M.S. Degree Program
The M.S. program prepares students to function as biostatisticians or biostatistical consultants. Upon completion of the M.S. in biostatistics, the student has an extensive understanding of biostatistical theory and practice and is proficient in the computation and application of statistical methods to one or more areas in the health sciences.
M.S. Degree Requirements
The biostatistics M.S. program consists of 36 credit hours including collaborative research experience, annual evaluations, and the successful completion of the master's general examination.
The course plan consists of 27 credit hours from required biostatistics core courses including 3 credit hours of Collaborative Research Experience. This requirement ensures the completion of a research component through collaborative effort within or external to the department.

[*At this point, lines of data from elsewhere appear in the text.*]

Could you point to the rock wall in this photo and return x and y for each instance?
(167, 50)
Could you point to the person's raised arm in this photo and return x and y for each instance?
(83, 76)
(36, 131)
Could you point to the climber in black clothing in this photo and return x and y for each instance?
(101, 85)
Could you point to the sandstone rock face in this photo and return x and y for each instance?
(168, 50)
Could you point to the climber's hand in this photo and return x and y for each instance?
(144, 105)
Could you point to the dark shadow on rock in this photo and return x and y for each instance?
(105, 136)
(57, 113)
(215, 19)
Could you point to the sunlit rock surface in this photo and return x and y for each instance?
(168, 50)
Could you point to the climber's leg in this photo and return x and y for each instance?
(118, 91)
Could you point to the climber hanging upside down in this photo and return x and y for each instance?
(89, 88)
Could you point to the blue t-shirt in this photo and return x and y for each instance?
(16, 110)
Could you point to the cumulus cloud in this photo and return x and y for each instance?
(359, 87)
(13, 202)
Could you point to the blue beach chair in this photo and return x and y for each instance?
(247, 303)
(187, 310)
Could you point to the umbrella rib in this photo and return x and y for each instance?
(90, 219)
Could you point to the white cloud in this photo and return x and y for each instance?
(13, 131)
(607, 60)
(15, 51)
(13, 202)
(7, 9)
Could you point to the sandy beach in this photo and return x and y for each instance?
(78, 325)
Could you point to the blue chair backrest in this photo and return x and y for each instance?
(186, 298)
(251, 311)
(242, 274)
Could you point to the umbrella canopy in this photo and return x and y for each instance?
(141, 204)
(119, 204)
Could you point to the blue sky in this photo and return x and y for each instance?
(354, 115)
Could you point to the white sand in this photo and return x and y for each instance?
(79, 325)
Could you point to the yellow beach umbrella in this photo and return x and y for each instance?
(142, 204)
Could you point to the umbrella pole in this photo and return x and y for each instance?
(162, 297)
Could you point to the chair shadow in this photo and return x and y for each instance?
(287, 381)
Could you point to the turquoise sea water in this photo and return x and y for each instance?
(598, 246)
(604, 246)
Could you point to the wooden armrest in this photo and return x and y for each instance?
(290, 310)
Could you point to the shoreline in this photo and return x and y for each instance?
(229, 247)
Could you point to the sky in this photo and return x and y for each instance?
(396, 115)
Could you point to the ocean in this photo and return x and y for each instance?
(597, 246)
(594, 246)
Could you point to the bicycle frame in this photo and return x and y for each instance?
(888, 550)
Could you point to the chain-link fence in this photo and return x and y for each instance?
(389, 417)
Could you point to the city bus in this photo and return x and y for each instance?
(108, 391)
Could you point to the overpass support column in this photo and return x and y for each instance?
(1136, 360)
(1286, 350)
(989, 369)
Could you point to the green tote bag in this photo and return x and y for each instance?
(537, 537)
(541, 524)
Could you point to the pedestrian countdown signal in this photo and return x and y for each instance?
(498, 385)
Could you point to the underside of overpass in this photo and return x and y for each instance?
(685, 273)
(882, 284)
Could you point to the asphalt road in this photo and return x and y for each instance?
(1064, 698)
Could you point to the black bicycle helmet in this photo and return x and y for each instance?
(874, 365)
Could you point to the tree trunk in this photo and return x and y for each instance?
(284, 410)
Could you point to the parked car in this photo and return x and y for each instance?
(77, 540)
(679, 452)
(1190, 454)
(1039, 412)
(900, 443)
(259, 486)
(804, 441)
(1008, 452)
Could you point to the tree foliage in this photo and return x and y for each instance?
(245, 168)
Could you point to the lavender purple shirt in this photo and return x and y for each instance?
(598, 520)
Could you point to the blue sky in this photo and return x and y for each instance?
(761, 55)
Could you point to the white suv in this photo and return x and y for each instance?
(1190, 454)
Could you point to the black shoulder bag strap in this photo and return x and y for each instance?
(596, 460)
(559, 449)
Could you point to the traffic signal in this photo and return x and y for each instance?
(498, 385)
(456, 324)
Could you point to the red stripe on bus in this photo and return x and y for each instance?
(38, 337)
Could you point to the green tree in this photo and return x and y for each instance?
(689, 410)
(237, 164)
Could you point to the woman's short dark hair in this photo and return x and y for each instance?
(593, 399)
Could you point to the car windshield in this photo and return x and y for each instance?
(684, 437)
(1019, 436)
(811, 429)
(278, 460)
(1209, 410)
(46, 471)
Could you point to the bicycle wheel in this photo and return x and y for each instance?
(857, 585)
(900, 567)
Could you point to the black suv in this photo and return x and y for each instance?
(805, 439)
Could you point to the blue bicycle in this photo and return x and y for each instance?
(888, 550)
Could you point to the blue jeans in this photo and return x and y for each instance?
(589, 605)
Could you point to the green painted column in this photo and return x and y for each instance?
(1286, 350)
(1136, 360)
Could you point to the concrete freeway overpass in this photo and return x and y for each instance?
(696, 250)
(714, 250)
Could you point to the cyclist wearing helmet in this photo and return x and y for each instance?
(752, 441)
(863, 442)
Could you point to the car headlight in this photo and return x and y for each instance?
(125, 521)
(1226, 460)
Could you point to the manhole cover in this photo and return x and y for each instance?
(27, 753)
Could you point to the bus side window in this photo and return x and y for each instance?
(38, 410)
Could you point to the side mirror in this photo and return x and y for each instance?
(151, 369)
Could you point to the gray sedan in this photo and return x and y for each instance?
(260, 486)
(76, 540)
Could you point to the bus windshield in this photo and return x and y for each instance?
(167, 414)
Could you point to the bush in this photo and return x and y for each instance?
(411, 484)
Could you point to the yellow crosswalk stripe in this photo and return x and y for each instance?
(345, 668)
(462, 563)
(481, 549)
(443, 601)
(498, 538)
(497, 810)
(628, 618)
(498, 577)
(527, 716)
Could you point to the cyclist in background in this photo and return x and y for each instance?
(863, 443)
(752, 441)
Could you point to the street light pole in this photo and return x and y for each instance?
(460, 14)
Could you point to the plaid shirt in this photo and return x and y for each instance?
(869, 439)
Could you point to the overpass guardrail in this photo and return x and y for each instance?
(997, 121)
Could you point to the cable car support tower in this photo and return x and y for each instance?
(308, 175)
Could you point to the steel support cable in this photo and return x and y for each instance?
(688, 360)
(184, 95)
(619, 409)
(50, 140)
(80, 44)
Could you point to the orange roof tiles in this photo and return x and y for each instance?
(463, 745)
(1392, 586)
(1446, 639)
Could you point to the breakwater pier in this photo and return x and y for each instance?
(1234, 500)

A minimum of 9 credit hours in elective courses is also required. Elective credit hours include a minimum of 3 and a maximum of 6 credit hours in approved courses from outside the department and a minimum of 3 and maximum of 6 credit hours in biostatistics electives. Biostatistics electives can be chosen from the list of elective classes and the required Ph.D. courses.
Required Biostatistics M.S. Core Courses (27 credit hours)
|BIOS 810 Clinical Trials||3|
|BIOS 820 Statistical Computing/SAS Base L1||3|
|BIOS 830 Experimental Design||3|
|BIOS 835 Categorical Data Analysis||3|
|BIOS 840 Linear Regression||3|
|BIOS 871 Mathematical Statistics
|BIOS 872 Mathematical Statistics II||3|
|BIOS 890 Linear Models||3|
|BIOS 898 Collaborative Research||3|
Students are evaluated each April by their graduate advisors and the director of the graduate program. These evaluations provide feedback to the student regarding the progress they are making in meeting program requirements, classroom performance, and research performance.
Master's General Examination
The master's general examination is given after a student’s third full semester in residence, assuming the completion of the following courses: Mathematical Statistics I and II, Statistical Computing, Experimental Design, Linear Regression, and Categorical Data Analysis. The examination has 3 purposes: to assess the student’s strengths and weaknesses; to determine whether the student should be awarded the M.S. degree; and, if it is a degree goal, to determine whether the student is prepared to continue into the Ph.D. program.